Tuning Intramolecular Conformation and Packing Mode of Host Materials through Noncovalent Interactions for High-Efficiency Blue Electrophosphorescence

Molecular conformation plays an important role in tuning the packing modes of organic optoelectronic materials to achieve enhanced and/or balanced charge transport. Here, we introduce the noncovalent intramolecular interactions to the host materials of phosphorescent organic light-emitting diodes (PhOLEDs). Different numbers and/or positions of intramolecular CH···N noncovalent interactions were constructed by using different N-heterocycles of pyridine, pyrimidine, and pyrazine as acceptor units and carbazole as the donor unit in a donor-acceptor-donor (D-A-D) motif.
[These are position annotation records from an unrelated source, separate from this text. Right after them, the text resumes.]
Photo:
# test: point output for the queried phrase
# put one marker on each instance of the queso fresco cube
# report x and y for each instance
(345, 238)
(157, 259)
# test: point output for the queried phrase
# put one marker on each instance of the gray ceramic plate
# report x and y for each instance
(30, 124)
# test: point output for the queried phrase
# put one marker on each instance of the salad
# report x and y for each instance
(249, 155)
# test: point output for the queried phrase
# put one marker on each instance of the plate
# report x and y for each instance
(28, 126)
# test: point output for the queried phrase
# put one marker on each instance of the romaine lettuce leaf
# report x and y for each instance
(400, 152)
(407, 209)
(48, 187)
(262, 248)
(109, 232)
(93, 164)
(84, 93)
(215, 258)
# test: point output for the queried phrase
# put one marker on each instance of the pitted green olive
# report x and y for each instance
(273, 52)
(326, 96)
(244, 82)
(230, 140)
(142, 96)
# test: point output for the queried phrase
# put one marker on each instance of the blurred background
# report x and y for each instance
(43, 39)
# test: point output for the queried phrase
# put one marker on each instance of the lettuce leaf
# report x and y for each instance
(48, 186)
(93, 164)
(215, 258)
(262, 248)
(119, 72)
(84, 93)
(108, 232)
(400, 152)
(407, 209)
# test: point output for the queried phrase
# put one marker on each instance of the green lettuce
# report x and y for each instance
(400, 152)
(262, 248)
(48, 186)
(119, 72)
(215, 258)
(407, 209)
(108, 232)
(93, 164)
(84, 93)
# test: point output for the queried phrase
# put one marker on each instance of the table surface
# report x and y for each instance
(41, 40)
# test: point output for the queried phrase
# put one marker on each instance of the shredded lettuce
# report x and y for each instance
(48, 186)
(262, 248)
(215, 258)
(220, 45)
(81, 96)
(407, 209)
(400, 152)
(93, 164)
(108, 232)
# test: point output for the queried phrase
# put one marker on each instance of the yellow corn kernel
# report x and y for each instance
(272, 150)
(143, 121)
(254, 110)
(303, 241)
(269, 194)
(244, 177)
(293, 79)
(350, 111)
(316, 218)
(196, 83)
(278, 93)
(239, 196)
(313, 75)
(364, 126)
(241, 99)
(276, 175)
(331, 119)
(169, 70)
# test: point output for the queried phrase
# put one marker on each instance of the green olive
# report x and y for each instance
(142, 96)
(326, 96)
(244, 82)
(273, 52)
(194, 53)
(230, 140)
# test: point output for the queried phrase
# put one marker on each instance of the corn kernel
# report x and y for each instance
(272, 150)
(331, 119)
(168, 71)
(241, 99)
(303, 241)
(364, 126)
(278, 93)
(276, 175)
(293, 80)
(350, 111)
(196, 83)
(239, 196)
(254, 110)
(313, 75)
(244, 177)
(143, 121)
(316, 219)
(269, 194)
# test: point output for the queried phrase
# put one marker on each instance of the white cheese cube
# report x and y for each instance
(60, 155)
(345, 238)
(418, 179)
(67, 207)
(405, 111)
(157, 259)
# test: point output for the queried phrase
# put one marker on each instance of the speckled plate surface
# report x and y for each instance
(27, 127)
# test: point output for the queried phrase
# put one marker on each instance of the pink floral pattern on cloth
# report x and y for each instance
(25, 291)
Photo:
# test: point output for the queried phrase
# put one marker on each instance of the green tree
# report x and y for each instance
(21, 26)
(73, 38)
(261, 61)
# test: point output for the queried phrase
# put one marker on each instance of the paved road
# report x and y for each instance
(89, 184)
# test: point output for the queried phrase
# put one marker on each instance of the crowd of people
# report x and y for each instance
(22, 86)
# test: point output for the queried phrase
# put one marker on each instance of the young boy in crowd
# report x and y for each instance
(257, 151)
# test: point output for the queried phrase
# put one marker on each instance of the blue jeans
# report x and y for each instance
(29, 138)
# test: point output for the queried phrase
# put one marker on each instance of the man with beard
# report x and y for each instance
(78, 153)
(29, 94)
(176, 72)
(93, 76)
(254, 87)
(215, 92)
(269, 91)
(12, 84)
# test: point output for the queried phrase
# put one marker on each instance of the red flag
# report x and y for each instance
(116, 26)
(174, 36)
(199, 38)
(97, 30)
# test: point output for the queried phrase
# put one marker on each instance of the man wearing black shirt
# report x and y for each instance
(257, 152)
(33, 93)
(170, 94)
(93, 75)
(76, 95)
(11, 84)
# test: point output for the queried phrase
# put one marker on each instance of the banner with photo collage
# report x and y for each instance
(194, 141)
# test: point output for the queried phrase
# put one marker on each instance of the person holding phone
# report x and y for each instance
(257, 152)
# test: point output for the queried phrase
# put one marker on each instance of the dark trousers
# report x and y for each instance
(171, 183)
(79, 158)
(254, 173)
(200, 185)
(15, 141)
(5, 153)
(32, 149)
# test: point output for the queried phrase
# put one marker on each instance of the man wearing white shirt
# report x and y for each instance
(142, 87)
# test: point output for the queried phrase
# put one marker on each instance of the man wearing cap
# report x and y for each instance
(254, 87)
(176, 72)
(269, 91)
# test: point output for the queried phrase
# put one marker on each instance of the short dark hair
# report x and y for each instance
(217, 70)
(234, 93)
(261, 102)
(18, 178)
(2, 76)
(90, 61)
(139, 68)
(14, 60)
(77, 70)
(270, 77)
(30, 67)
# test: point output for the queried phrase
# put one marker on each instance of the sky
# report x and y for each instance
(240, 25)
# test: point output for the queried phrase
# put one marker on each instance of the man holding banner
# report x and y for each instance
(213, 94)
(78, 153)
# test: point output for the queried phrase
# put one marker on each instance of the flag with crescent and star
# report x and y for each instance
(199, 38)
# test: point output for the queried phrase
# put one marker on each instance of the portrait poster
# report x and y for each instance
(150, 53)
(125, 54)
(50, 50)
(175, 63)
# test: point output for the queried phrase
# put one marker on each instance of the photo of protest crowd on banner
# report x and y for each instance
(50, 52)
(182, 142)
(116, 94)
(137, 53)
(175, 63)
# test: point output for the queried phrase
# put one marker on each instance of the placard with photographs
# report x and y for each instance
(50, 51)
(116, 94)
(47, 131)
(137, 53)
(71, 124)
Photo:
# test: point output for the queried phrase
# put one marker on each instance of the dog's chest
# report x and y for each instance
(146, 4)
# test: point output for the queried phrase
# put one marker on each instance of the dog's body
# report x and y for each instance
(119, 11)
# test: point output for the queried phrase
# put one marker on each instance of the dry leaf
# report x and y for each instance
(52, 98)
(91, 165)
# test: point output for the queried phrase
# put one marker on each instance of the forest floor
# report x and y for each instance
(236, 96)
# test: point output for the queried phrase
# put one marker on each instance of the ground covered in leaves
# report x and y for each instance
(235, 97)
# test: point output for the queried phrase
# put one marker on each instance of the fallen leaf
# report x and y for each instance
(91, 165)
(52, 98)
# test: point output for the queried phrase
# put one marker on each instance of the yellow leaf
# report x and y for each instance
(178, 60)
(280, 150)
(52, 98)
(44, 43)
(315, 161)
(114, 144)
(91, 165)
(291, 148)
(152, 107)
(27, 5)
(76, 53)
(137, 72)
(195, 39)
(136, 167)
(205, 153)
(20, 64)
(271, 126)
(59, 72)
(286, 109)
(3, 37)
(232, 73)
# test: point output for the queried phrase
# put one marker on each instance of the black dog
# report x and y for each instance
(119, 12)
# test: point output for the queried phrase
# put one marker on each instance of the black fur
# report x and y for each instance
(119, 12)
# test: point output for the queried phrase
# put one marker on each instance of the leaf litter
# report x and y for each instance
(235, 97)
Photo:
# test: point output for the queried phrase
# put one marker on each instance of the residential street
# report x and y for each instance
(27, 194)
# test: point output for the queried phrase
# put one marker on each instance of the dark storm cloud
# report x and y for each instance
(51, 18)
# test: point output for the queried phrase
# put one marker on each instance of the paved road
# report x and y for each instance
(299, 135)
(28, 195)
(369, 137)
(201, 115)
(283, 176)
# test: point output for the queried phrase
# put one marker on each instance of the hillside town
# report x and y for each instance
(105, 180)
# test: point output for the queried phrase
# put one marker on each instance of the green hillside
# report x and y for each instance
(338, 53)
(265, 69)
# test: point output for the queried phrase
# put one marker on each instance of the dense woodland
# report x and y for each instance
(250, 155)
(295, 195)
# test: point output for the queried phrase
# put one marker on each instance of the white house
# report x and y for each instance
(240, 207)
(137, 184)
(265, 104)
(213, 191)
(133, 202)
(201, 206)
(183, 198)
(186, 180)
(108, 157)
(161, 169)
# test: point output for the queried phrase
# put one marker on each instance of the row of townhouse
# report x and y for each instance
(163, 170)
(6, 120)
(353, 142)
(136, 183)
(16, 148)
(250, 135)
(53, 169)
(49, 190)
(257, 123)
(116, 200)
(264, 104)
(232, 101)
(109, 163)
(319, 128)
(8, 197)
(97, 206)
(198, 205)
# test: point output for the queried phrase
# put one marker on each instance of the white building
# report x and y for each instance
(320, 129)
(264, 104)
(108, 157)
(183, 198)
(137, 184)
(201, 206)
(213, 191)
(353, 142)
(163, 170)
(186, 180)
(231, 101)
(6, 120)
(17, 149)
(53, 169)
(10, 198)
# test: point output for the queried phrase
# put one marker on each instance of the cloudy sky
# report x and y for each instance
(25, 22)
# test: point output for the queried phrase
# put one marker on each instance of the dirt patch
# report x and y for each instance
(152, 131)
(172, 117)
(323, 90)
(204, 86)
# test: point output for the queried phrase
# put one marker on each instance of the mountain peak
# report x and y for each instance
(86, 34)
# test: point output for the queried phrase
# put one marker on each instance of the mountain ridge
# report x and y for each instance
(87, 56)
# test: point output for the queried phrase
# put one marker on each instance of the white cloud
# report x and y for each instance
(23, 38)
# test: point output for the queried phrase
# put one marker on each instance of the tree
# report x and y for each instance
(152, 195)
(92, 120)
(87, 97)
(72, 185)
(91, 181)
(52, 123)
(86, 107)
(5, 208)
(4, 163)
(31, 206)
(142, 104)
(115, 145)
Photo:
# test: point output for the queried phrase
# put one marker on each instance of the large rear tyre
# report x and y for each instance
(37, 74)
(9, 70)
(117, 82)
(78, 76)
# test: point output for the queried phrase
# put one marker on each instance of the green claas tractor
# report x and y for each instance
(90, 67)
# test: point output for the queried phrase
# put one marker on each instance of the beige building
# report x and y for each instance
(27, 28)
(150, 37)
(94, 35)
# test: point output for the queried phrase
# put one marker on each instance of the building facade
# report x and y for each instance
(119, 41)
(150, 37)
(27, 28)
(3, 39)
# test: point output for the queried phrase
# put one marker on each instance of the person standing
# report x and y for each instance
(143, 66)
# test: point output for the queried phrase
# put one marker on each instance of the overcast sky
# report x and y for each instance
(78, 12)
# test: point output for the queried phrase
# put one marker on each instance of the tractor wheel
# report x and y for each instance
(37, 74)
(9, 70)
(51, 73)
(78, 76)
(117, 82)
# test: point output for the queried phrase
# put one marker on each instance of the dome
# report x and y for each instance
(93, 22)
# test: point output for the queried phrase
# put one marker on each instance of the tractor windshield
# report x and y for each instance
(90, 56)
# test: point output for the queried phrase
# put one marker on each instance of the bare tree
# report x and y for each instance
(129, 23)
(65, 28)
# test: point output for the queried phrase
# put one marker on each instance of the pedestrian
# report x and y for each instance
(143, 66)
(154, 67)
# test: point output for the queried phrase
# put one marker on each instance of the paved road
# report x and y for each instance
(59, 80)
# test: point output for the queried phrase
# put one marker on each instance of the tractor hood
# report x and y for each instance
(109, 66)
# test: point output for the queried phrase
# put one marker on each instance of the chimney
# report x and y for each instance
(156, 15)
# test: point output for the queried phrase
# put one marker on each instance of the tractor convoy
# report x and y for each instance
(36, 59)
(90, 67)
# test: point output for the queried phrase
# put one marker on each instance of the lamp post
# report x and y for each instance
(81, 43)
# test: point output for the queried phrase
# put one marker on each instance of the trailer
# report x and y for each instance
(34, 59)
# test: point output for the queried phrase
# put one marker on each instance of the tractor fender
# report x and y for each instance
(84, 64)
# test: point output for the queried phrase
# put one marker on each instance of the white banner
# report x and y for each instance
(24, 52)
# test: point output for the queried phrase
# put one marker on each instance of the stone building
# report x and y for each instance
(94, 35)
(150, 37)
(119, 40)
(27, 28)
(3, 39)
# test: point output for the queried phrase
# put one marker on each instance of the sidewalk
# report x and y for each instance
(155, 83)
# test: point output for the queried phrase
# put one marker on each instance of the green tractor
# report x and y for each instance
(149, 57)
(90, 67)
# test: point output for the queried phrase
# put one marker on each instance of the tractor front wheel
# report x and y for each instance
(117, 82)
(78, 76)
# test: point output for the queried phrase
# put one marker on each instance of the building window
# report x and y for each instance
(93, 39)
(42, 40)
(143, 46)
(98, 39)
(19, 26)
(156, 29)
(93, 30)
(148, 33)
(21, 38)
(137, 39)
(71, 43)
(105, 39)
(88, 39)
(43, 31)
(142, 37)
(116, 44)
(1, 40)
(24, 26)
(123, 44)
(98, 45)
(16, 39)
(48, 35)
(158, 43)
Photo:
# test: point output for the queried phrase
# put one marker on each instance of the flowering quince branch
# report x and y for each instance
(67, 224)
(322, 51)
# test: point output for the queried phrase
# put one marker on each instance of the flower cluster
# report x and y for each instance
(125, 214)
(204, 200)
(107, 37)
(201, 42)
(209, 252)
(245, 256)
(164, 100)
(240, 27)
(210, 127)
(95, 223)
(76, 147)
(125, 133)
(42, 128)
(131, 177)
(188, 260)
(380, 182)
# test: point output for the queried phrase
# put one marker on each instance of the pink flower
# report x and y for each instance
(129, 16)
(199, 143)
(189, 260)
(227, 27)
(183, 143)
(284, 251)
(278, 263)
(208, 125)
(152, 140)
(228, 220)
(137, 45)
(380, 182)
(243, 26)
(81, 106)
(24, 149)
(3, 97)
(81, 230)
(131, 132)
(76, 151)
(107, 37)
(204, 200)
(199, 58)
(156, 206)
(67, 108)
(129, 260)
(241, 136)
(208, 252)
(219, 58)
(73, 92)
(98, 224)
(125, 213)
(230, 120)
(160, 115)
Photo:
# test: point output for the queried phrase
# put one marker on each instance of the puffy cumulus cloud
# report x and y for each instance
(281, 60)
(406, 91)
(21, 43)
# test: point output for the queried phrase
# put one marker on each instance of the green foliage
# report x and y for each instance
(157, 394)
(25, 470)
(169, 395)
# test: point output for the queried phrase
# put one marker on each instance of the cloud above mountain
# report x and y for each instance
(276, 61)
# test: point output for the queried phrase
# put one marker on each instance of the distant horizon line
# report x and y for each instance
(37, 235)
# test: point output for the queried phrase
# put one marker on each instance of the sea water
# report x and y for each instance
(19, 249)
Thus, designed D-A-D molecules were synthesized facilely through a one-step Ullmann reaction in high yields, showing varied intramolecular interactions to regulate the molecular conformation significantly. Impressively, owing to the quasi-parallel molecular conformation, which is beneficial for forming facile transporting channels of both holes and electrons, the newly designed host material of 9,9′-(pyridine-2,5-diyl)bis(9H-carbazole) exhibits good device performance of blue PhOLEDs with current, power, and external quantum efficiencies up to 33.0 cd A^-1, 32.1 lm W^-1, and 16.3%, respectively. This work highlights the significant importance of the noncovalent interactions in designing advanced organic semiconductors for high-performance optoelectronic devices.